Un projet Berthe et méchant ?

avril 2009
Isolée au nord de la Seyne-sur-Mer et délaissée par les politiques, la cité Berthe bénéficie d’un programme de rénovation urbaine (Anru). Bien parti pour laisser les choses en l’état ?

« Berthe, c’est les Quartiers nord de la Seyne. » Guy-Laurent Sylvestre, chargé du développement départemental à l’Université du citoyen, estime que la cité « sensible » de l’ancienne ville ouvrière n’a vraiment rien à envier à sa voisine bucco-rhodanienne. Taux de chômage vertigineux (35 % chez les moins de 25 ans, 50 % de la population), discriminations, délinquance ou encore concentration de l’habitat social y sont également le quotidien de ses 15 000 habitants.

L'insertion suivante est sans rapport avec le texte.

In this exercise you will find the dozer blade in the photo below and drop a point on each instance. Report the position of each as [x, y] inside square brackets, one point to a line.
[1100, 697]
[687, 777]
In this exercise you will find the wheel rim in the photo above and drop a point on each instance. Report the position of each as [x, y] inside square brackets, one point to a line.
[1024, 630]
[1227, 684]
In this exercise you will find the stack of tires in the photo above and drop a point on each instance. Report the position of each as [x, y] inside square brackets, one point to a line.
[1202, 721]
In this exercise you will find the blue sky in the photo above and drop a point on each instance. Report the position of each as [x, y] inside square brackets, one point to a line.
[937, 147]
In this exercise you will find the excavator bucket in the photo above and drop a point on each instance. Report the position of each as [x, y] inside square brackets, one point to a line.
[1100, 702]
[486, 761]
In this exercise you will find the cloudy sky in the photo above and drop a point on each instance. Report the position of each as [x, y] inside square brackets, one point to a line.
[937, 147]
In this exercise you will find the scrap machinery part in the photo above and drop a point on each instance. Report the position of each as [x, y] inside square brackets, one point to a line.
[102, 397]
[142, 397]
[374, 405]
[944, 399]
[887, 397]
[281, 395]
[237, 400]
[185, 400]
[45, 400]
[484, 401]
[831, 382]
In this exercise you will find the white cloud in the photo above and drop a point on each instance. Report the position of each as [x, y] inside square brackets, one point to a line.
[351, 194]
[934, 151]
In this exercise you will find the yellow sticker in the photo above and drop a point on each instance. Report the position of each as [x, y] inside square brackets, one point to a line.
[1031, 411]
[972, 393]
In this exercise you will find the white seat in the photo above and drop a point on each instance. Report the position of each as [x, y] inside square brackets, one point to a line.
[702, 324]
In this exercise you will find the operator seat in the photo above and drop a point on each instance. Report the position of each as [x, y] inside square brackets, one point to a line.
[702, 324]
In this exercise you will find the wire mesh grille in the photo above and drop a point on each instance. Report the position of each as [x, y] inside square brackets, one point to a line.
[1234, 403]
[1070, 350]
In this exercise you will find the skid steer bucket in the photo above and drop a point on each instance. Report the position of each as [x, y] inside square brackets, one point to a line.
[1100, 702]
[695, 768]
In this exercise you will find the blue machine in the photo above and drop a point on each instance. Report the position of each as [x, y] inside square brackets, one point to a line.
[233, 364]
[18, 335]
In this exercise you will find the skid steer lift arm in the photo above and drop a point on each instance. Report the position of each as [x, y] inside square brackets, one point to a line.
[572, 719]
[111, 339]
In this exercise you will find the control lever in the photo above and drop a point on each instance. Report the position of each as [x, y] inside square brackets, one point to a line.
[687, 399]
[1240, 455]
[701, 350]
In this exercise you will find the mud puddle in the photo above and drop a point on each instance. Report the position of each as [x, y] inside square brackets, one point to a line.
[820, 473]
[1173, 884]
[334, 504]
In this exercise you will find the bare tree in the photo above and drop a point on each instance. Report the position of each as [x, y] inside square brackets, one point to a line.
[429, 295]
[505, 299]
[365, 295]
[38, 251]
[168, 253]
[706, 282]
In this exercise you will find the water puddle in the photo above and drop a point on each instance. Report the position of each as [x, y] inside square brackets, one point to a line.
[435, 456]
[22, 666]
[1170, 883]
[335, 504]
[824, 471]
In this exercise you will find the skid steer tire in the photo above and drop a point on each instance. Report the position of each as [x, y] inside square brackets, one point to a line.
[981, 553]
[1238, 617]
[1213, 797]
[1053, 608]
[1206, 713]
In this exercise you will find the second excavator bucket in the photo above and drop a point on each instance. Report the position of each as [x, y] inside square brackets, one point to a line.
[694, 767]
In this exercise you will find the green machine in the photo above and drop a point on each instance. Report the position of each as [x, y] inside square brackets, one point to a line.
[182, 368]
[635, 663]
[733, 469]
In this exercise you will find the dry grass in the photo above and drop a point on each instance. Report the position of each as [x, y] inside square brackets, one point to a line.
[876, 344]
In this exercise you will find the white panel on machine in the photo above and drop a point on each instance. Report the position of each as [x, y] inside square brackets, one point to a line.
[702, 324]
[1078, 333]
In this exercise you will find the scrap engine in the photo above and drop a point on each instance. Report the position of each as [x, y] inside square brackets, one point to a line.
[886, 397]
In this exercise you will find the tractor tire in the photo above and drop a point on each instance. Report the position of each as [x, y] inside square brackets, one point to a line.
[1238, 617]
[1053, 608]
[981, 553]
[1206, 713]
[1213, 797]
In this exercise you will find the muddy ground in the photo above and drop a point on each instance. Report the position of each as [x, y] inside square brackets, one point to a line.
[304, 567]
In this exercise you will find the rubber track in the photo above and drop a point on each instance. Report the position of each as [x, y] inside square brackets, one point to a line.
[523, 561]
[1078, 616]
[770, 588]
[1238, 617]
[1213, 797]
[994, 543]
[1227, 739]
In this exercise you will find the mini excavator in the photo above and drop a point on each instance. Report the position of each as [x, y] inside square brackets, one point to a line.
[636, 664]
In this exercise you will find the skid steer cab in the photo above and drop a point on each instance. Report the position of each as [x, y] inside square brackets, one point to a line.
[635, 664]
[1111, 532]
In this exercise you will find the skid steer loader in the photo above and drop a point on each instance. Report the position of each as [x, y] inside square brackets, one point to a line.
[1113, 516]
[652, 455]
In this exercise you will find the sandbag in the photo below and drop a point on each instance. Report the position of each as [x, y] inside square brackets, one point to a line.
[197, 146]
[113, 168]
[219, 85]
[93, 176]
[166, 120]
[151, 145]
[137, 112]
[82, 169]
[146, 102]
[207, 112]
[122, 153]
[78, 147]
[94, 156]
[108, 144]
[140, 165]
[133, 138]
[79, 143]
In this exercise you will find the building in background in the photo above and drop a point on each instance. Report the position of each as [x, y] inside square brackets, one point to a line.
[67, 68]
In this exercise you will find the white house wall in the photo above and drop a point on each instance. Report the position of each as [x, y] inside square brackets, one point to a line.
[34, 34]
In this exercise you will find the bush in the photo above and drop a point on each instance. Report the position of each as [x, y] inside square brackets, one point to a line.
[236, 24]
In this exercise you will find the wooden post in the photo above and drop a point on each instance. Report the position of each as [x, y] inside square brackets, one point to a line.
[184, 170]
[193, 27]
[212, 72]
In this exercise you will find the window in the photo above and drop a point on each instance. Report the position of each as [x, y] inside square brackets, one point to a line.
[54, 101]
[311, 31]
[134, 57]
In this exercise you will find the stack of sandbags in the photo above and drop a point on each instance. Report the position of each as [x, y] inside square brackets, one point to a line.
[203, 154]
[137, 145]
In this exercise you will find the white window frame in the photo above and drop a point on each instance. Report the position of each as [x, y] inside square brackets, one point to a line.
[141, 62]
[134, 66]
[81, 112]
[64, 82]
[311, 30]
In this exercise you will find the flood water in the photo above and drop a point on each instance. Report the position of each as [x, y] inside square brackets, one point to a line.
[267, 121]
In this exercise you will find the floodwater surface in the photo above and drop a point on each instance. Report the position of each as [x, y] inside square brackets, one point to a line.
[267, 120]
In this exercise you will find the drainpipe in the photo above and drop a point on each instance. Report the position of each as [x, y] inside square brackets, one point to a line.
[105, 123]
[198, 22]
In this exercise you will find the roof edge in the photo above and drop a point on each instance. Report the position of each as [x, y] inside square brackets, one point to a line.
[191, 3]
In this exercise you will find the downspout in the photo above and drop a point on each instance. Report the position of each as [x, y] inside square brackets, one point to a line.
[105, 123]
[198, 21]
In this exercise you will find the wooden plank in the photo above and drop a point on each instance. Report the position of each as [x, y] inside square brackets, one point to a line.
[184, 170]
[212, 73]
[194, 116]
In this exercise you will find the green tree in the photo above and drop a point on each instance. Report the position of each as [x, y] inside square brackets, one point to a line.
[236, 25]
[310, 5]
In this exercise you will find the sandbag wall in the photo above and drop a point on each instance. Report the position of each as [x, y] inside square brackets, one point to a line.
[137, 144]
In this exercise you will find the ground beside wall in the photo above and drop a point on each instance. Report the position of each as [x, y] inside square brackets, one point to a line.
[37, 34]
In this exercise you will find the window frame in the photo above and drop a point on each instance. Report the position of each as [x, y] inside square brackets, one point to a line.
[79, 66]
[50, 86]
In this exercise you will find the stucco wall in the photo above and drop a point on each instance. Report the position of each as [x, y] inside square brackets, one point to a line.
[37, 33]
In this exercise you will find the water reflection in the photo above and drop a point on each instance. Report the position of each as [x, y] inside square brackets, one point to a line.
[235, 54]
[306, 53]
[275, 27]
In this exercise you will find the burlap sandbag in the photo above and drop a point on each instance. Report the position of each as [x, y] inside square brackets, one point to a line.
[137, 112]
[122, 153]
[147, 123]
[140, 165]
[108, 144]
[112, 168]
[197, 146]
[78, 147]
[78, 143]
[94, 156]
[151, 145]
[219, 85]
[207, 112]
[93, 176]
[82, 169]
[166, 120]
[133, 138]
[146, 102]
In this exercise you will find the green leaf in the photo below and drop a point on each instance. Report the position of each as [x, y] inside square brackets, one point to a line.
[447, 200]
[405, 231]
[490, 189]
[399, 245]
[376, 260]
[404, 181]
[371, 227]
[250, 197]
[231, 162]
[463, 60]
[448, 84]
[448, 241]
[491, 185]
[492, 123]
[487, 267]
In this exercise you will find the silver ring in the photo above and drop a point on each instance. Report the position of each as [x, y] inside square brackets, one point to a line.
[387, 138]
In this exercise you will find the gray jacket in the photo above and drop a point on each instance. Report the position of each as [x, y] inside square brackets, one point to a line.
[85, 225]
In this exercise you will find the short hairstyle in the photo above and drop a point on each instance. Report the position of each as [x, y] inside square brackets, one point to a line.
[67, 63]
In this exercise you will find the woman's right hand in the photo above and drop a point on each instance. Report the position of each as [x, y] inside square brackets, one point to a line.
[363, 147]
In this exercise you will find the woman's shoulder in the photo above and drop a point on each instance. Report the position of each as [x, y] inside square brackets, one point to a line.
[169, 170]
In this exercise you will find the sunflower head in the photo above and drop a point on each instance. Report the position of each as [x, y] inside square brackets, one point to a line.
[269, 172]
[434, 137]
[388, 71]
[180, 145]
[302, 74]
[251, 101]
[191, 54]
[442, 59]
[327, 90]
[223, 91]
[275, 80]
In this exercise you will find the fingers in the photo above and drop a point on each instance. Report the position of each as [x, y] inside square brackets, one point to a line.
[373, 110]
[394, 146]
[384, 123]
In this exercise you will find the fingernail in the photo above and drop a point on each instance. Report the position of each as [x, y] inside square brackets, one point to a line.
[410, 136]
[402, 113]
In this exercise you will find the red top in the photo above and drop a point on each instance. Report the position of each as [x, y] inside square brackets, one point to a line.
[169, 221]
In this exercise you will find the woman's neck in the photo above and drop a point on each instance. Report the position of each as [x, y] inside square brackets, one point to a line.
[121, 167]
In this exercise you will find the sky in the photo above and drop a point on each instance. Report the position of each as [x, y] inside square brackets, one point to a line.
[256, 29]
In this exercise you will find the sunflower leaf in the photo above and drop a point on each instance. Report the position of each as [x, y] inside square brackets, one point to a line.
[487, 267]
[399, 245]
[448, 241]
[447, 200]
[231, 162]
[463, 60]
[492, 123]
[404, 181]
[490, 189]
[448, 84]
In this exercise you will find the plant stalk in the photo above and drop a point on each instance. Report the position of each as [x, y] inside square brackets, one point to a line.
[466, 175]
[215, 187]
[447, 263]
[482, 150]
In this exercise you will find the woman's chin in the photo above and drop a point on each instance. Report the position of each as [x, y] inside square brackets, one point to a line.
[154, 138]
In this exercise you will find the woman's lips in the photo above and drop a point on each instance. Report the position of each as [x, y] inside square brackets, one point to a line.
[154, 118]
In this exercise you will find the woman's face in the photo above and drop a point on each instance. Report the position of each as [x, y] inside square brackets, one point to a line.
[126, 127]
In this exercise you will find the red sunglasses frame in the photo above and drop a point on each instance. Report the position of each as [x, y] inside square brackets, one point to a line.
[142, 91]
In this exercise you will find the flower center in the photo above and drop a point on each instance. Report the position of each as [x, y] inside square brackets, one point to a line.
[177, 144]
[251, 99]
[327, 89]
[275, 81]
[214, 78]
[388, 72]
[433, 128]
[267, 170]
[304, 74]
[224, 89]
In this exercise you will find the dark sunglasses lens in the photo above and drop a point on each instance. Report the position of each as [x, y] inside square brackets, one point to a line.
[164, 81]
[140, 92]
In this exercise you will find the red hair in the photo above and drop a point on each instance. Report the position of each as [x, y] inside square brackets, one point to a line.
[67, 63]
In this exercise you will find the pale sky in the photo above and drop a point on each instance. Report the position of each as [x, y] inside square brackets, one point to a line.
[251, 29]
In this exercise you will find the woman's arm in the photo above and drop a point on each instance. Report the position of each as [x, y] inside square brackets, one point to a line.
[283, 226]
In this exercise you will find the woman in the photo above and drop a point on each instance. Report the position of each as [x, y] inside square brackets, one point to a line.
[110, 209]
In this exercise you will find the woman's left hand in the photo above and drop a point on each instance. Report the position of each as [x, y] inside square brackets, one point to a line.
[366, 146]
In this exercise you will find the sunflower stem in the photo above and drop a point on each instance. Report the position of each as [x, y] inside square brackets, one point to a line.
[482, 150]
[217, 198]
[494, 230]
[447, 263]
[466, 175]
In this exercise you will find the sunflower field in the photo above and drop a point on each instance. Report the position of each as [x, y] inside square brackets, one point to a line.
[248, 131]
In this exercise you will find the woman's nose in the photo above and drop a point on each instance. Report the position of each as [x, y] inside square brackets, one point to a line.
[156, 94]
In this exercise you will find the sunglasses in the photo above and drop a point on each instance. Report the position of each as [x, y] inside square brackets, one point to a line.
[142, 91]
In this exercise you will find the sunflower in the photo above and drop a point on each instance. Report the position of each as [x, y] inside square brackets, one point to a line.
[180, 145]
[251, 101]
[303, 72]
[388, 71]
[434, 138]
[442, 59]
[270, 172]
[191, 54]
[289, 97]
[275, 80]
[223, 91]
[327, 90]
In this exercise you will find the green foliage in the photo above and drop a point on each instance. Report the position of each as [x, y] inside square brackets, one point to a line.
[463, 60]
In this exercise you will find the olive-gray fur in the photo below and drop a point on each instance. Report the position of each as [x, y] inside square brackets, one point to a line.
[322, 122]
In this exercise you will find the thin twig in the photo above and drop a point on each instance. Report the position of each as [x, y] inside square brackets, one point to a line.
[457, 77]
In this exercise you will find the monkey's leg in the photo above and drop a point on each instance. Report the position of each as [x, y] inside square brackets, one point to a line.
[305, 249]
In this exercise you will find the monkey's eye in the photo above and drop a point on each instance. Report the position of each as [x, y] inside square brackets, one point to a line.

Mais contrairement à ses cousines marseillaises, Berthe jouxte le centre ville. Pourtant, elle en est coupée depuis longtemps. Située à l’entrée de la Seyne, à la sortie de l’A50, entre une quatre voies et une voie ferrée, la cité n’est désenclavée que par des lignes de bus et quelques initiatives associatives. « Tous les maires mettent en avant la nécessité de créer des passerelles, de réintégrer Berthe à la ville. Mais les expériences, comme le carnaval, ne sont jamais pérennes », déplore Catherine Martinez présidente du Petit prince, un restaurant d’insertion ouvert en 2001 qui attire une population extérieure (1). Edifiée à la fin des années 50 dans le sillage de la reconstruction d’après-guerre et de l’activité navale, Berthe a vécu jusqu’au déclin de celle-ci, à la fin des années 70, en bonne harmonie. « Au rythme des chantiers et de la solidarité ouvrière », raconte Catherine Martinez. Le départ des classes moyennes vers les quartiers sud de la ville, le chômage, la concentration de populations d’origine immigrée ou encore l’installation d’une communauté gitane ont progressivement paupérisé la cité. Les politiques s’en sont alors désintéressés. « Ils sont passés de la construction au coup de peinture. Berthe ne rapportait plus d’impôt, était sans intérêt électoralement et devenait un quartier à problèmes », explique Freddy Guglielmi, ancien directeur de l’école Malraux et vice-président de l’association Histoire et patrimoine seynois. Avant de rappeler : « Dès 1964, Le Méridional présentait la cité comme la future Chicago. Cette image l’a finalement emportée. »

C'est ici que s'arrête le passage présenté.